特撮やアニメの感想を適当に投げるブログ つぶやき → https://twitter.com/wayohmugen 某mugen製作 →https://onedrive.live.com/?id=3AB66F1D6B2F66E4%21139&cid=3AB66F1D6B2F66E4

鉄血のオルフェンズ 21話感想

アニメ感想 鉄血のオルフェンズ 金元寿子

機動戦士ガンダム 鉄血のオルフェンズ』の感想。

 襲い来るギャラルホルンへの対策を考えるため、オルガとともに蒔苗氏の下へ向かったビスケット。島からの脱出のために蒔苗氏の提示した仕事を受ける決意をするオルガに、ビスケットもなし崩し的な同意。脱出の船はクーデリアが手配することに。

 食事をとる鉄華団の中で、これから先のことにネガティブになるヤマギを励ますシノ、それに「邪魔な奴は全部潰す」と述べる三日月を心配するような眼で見るアトラ。

 この辺の三日月へ向けるアトラの表情について、前回も踏まえていくつか考えたのですが、どうもここにきて三日月とアトラとの間で死生観に決定的なズレが生まれたのではないかと思います。

 まず前回、三日月や鉄華団メンバーが魚を食べるのを拒絶した理由が問題になるのですが、単純に「死骸だから」ではないか。

 火星では新鮮な肉や魚を食べる習慣はないことが度々示唆されていますが(アトラも肉食を「なんかかわいそう」って言っていました)、そのために三日月やアトラは「物を食べる」と「命を奪う」が繋がってなかった、と。
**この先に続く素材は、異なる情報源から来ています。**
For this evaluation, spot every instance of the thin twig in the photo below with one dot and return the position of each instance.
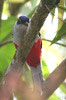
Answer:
(55, 43)
(54, 14)
(6, 42)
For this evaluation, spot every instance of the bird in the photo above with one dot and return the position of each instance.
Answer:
(33, 59)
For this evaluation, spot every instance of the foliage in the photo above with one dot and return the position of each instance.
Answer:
(26, 7)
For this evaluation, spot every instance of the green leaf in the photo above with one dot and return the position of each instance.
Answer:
(63, 87)
(62, 7)
(32, 12)
(61, 33)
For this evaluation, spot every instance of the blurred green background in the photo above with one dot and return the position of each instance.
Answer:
(54, 29)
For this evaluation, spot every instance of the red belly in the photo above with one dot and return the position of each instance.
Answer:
(34, 56)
 そこで火星椰子など植物食は命を奪うことにならないのか、という問題も出ますが、おそらく三日月たちは植物を命のある存在とは見ていません(見ていたとしても、椰子の実は木の本体が死ななければ得られるので「命を奪う」という実感につながりにくい)。

 またフミタンに対して、死後の彼女を「フミタンじゃない」と称したように、三日月には自分の魂や意識は肉体と分離される存在であり、死んだ後に意識が異次元に向かえばその後の肉体は単なる抜け殻なので、それを食べることで「死者の命を引き継ぐ」という概念すらも成り立ちません。

 で、そうなると三日月は食と命が結び付いてないから、「命を脅かすから殺す」が成り立っても「食うために殺す」が成り立たない。

 三日月にとっては死は汚れであり、異常な事態であり、故に自分は絶対に避けなければならないことなのだけど、だからこそ死んだ者の肉を食べることは汚れを取りこむことになる。

 昭弘が魚を「生臭い」としたのも、彼が感じたその臭いは命が奪われた肉の臭い=死臭、と解釈でき、三日月も同じように死の存在とその汚れを察したから魚に手を付けようとしなかった。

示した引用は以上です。